Military defends tests
Col. Randy Boddam, the director of mental health services for the Canadian Forces, says the tests are not being used to screen out liars.
"From my perspective, malingering is really not an issue," he said. "It's not something that we really pay attention to because our goal is to provide health care."
The tests allow us to understand what the military is doing right and what it needs to do better, he said.
Dr. Kenneth Cooper, who also works at the military trauma centre in Halifax, says he and his colleagues have no choice.
"So we're going to try to live with this," he said. "But at the same time, there's no way we're going to sit around and say we agree with it."
Claims at all-time high
The order comes as disability pensions for military members with stress-related injuries has reached an all-time high. There are more than 8,000 claims, a total that's five times higher than it was in 2001, said CBC News.
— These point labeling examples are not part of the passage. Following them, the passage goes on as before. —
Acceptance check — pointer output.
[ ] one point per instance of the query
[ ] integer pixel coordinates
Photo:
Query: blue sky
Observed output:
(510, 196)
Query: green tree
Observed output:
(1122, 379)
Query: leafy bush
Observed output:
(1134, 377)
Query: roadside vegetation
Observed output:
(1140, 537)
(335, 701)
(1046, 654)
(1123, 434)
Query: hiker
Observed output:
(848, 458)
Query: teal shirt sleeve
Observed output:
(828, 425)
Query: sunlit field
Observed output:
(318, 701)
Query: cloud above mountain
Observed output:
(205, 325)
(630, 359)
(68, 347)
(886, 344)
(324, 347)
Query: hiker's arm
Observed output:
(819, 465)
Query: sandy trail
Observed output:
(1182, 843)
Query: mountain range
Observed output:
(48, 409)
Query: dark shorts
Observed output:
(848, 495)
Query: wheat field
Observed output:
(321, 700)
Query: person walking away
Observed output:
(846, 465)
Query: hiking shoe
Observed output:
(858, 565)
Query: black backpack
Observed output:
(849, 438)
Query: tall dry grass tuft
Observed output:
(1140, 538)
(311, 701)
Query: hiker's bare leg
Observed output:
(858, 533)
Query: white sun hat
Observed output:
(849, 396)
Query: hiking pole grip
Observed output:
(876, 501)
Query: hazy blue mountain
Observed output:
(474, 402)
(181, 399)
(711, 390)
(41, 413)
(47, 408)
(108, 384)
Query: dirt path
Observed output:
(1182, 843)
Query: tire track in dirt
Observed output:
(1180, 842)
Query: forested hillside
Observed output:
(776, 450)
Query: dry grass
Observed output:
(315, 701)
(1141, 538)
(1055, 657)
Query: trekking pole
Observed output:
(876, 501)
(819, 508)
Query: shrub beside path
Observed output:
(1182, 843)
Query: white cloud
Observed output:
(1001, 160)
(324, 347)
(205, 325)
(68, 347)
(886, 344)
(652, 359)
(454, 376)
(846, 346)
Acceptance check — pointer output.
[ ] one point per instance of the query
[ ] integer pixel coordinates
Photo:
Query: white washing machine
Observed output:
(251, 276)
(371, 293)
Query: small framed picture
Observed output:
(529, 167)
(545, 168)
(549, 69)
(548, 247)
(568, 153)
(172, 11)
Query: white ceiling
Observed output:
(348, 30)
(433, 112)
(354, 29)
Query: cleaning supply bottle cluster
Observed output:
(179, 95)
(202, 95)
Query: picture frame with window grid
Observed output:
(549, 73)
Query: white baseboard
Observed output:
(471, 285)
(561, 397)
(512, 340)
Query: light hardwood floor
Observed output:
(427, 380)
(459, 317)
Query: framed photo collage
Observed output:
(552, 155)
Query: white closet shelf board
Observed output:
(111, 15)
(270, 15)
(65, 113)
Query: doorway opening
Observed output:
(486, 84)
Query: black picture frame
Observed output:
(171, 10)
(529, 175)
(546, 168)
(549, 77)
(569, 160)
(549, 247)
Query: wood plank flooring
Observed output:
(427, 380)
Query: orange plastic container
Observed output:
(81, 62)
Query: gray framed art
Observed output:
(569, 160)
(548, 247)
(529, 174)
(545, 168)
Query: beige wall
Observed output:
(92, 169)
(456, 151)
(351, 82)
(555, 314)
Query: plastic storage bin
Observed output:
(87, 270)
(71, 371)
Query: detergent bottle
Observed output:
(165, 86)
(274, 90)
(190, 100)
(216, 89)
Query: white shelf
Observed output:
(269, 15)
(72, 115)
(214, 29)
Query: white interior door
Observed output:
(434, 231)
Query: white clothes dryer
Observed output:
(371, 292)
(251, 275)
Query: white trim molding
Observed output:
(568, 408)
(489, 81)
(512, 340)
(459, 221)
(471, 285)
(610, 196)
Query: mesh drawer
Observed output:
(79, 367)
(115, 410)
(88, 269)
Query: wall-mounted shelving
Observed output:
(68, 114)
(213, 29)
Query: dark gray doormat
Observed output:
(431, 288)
Joe Sharpe, a retired general who advises the military ombudsman on post-traumatic stress disorder, says soldiers will fear for their jobs if the results remain on their medical file.
"The level of stigma increases and as the level of stigma increases, the number of people coming forward to get help in time to get help decreases," he said.
There is already a support network of about 2,000 soldiers looking for help for psychological injuries. The 30 groups that make up the Operational Stress Injury Social Support (OSISS) program meet in secret locations across the country.
Members said they can't risk being seen together in public because the stigma within the military against psychological injuries is still too great.